Data Preservation in High Energy Physics
The DPHEP effort, a Study Group for Data Preservation in High Energy Physics under the auspices of the International Committee on Future Accelerator (ICFA), has produced a study outlining the current state of data preservation within HEP, including an extensive overview of other disciplines. They suggest a series of guidelines for HEP data preservation efforts, as well as a framework for global coordination. Their conclusions include a recognition of the scientific potential for data re-use, especially the desirability to preserve full analysis capability. They also emphasize the urgency required to begin and sustain global, coordinated data preservation efforts.

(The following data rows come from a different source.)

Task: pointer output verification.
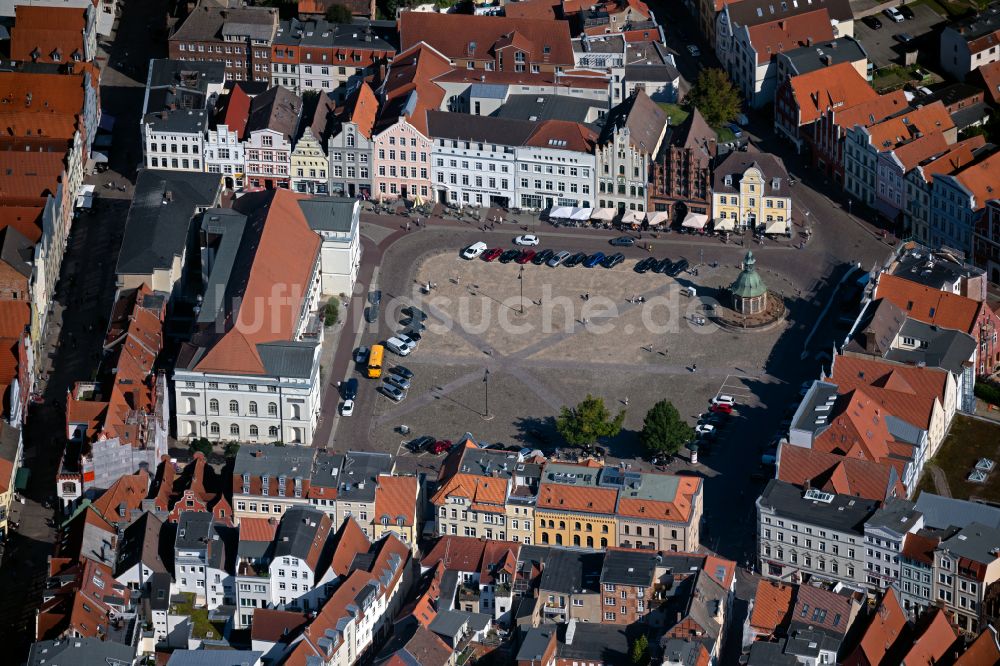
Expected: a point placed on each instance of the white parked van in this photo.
(474, 250)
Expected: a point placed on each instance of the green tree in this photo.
(639, 653)
(588, 421)
(663, 429)
(714, 95)
(201, 445)
(338, 14)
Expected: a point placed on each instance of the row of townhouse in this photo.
(499, 495)
(685, 594)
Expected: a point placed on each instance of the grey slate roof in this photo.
(277, 109)
(845, 513)
(946, 348)
(629, 567)
(156, 232)
(736, 163)
(260, 459)
(940, 512)
(334, 214)
(643, 119)
(141, 543)
(16, 250)
(80, 652)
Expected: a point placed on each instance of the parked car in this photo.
(558, 258)
(402, 371)
(418, 444)
(644, 265)
(474, 250)
(393, 393)
(397, 346)
(542, 257)
(893, 14)
(398, 381)
(613, 260)
(440, 446)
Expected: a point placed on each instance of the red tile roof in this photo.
(466, 37)
(834, 87)
(789, 33)
(42, 33)
(834, 473)
(885, 628)
(395, 498)
(283, 262)
(772, 606)
(929, 305)
(907, 392)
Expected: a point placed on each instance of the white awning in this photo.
(632, 217)
(653, 219)
(777, 227)
(695, 221)
(725, 224)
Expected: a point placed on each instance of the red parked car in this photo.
(526, 256)
(441, 446)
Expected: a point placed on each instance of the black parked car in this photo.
(420, 443)
(542, 257)
(644, 265)
(678, 268)
(613, 260)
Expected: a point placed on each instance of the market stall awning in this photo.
(777, 227)
(695, 221)
(725, 224)
(659, 217)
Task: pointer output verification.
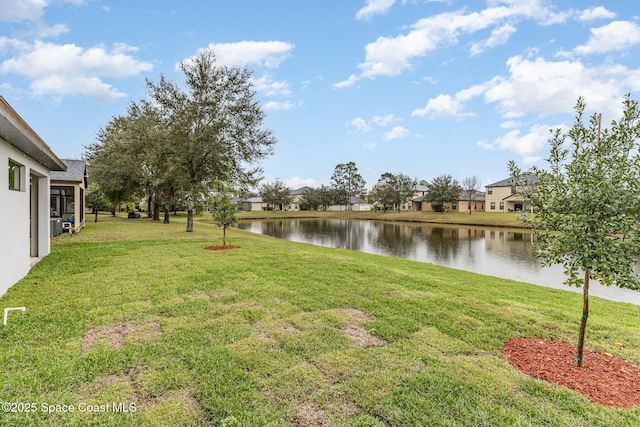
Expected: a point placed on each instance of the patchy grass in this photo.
(506, 219)
(135, 315)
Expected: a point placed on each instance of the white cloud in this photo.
(269, 54)
(277, 105)
(370, 145)
(595, 13)
(374, 7)
(442, 107)
(384, 120)
(267, 87)
(71, 70)
(398, 132)
(296, 182)
(547, 87)
(360, 124)
(617, 35)
(390, 56)
(527, 146)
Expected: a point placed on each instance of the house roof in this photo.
(478, 196)
(15, 131)
(509, 181)
(300, 190)
(76, 172)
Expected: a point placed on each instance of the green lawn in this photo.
(477, 218)
(138, 314)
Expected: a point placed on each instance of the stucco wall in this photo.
(15, 247)
(499, 194)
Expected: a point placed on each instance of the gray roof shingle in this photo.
(76, 171)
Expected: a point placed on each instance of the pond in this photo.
(495, 252)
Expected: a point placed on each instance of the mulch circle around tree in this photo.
(220, 248)
(602, 378)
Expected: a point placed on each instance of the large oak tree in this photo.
(587, 204)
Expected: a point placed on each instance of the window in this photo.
(15, 175)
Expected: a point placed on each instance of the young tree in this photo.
(326, 196)
(442, 189)
(586, 205)
(95, 199)
(276, 193)
(310, 199)
(215, 127)
(114, 162)
(347, 182)
(394, 189)
(470, 186)
(223, 208)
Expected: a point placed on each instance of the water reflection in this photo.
(489, 251)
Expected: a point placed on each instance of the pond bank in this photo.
(483, 219)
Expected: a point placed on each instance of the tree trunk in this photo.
(149, 215)
(156, 210)
(189, 220)
(224, 236)
(585, 316)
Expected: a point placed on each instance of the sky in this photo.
(420, 87)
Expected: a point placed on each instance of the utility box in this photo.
(56, 226)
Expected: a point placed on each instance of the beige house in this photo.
(477, 203)
(24, 196)
(502, 196)
(256, 203)
(67, 198)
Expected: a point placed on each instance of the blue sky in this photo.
(423, 87)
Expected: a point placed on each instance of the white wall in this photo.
(15, 248)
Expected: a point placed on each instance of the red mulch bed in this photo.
(602, 379)
(220, 248)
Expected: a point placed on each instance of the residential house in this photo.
(420, 191)
(355, 204)
(24, 196)
(253, 204)
(67, 193)
(477, 204)
(256, 203)
(503, 196)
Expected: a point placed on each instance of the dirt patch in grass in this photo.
(362, 337)
(602, 378)
(356, 315)
(221, 248)
(116, 334)
(357, 333)
(310, 415)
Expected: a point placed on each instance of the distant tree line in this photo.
(390, 192)
(175, 146)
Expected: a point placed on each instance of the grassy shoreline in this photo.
(507, 220)
(282, 333)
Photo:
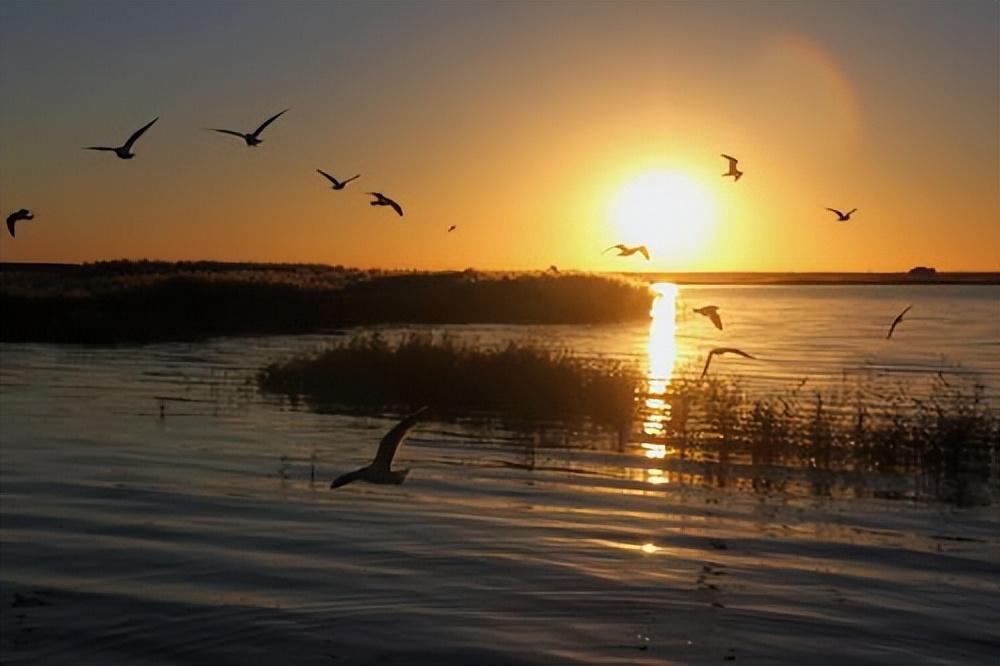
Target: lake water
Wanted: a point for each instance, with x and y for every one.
(207, 533)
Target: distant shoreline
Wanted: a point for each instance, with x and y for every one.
(677, 277)
(805, 279)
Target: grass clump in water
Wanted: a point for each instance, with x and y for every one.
(517, 380)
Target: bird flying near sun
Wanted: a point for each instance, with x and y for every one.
(723, 350)
(382, 200)
(842, 217)
(733, 171)
(626, 251)
(895, 322)
(253, 138)
(125, 151)
(712, 312)
(337, 184)
(17, 216)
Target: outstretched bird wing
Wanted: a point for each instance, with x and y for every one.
(239, 134)
(135, 135)
(390, 443)
(896, 321)
(266, 123)
(328, 177)
(724, 350)
(716, 319)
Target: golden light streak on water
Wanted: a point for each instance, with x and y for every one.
(654, 450)
(662, 345)
(656, 477)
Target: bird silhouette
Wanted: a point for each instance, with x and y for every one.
(337, 184)
(733, 171)
(625, 251)
(125, 151)
(17, 216)
(379, 471)
(842, 217)
(253, 138)
(712, 312)
(723, 350)
(382, 200)
(896, 321)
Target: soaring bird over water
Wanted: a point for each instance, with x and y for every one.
(712, 312)
(379, 470)
(337, 184)
(252, 138)
(723, 350)
(17, 216)
(625, 251)
(733, 171)
(382, 200)
(125, 151)
(842, 217)
(896, 321)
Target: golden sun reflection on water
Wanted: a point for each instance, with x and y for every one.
(661, 349)
(662, 345)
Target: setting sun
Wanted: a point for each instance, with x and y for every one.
(671, 213)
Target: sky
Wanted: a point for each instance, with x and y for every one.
(545, 132)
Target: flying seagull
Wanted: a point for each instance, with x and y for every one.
(723, 350)
(252, 138)
(733, 171)
(17, 216)
(337, 184)
(382, 200)
(125, 152)
(896, 321)
(712, 312)
(842, 217)
(625, 251)
(379, 470)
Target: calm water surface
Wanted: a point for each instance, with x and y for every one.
(209, 535)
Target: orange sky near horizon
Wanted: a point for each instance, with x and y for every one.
(518, 123)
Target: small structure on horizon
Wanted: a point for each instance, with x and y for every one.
(922, 272)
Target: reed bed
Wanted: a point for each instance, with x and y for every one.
(515, 380)
(946, 445)
(143, 301)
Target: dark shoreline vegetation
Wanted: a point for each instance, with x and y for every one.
(148, 301)
(946, 446)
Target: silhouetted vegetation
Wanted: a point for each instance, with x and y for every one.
(947, 445)
(125, 301)
(515, 380)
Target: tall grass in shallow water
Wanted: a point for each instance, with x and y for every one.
(847, 437)
(515, 380)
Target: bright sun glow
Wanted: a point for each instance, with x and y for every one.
(670, 213)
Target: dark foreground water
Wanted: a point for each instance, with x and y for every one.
(207, 534)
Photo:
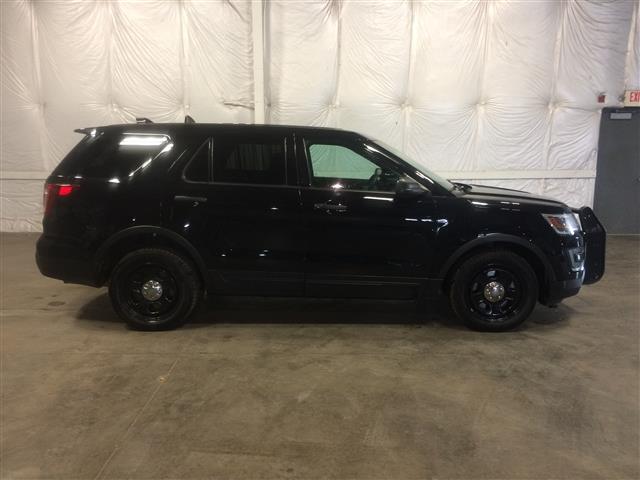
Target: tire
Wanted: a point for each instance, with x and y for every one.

For the purposes of discussing preservation efforts, the DPHEP studies have identified different types of HEP data that span the full set of possibilities, ranging from publications, metadata, associated documentation of all types, software, digital information (the data themselves) and finally expertise and human resources. Digital information can be categorized by four tiers covering the scope from publications to the raw data and the software used to process it. As outlined by DPHEP, the four tiers are:
- Published results, along with additional analysis-related information, leading to more complete documentation of a given analysis
- Processed data available in a simplified format (i.e., particle four vectors) that can be used for outreach and simplified additional analyses
- The full processed experimental data and simulated data and the associated software for accessing and analyzing the data
- The full raw data of the experiment and all of the reconstruction software necessary for processing the data into a form where it can be useful for analysis, as well as the simulation software needed for modeling
In this description, Tiers 3 and 4 are the most complex. Yet, these are also the most important for experiments currently running at the LHC, for example, where data may be repeatedly accessed, reprocessed, and analyzed over the 20+ year lifetime of the experimental efforts. Since the LHC community has developed a worldwide computing and data access grid expressly for the purposes of processing and analyzing the data, it seems natural that preservation efforts, especially for data Tiers 3 and 4, should be built incorporating elements of the existing grid infrastructure, extending them where necessary. In parallel, models of data preservation have emerged which support desired use cases and are useful in characterizing each of the four Tiers. An experiment that is still active though no longer collecting data, like DØ, presents a slightly different set of challenges. While facing similar difficulties to the LHC experiments, DØ must ensure that they can take advantage of modern and evolving resources to access their Tier 3 and 4 data well into the future.
These concepts provide a context for discussing the structural underpinnings of this project. In particular, DASPOS relates as a technical preservation project, providing input to the HEP community that is informed by perspectives from other science communities as well as research in computer science and digital data preservation.